At baseline, 25.0% and 26.5% of patients in the UPA 45 mg QD and placebo induction groups had ≥1 EIM, while 24.3%, 26.6% and 24.8% of patients randomised to maintenance treatment with UPA 15 mg QD, UPA 30 mg QD or placebo, respectively, had ≥1 EIM (Table 1). The most common EIMs at baseline were anaemia, peripheral arthropathy and axial arthropathy; all other EIMs were reported in <2% of patients (Table 1). The proportion of patients reporting resolution of any EIM, arthropathy (peripheral and axial) and anaemia at Week 8 was numerically greater with UPA 45 mg QD than placebo in the induction studies (Figure 1A). Resolution at Week 52 of any EIM in patients with ≥1 EIM at baseline was significantly increased with UPA 30 mg QD (p<0.001), and numerically greater with UPA 15 mg QD, versus placebo (Figure 1B). In patients with arthropathy (peripheral or axial) at baseline, the proportion achieving resolution of arthropathy (peripheral and axial) at Week 52 was significantly increased with UPA 30 mg QD (p=0.010), and numerically higher with UPA 15 mg QD, versus placebo (Figure 1B). The same was true of anaemia resolution in patients with anaemia at baseline (p=0.019 for UPA 30 mg QD versus placebo; Figure 1B).

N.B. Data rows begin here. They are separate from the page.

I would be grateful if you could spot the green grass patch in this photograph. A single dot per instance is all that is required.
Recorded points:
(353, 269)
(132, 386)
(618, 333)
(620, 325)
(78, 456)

Proportion of patients achieving resolution of any EIM, arthropathy, and anaemia at (A) Week 8 in the induction studies and (B) Week 52 in the maintenance study

EIMs reported at baselinea


UPA treatment is effective in resolving EIMs in patients with UC. EIM symptom resolution was improved versus placebo following induction treatment with UPA 45 mg and after maintenance treatment with UPA 15 or 30 mg, with the 30 mg dose providing statistically significant improvements versus placebo.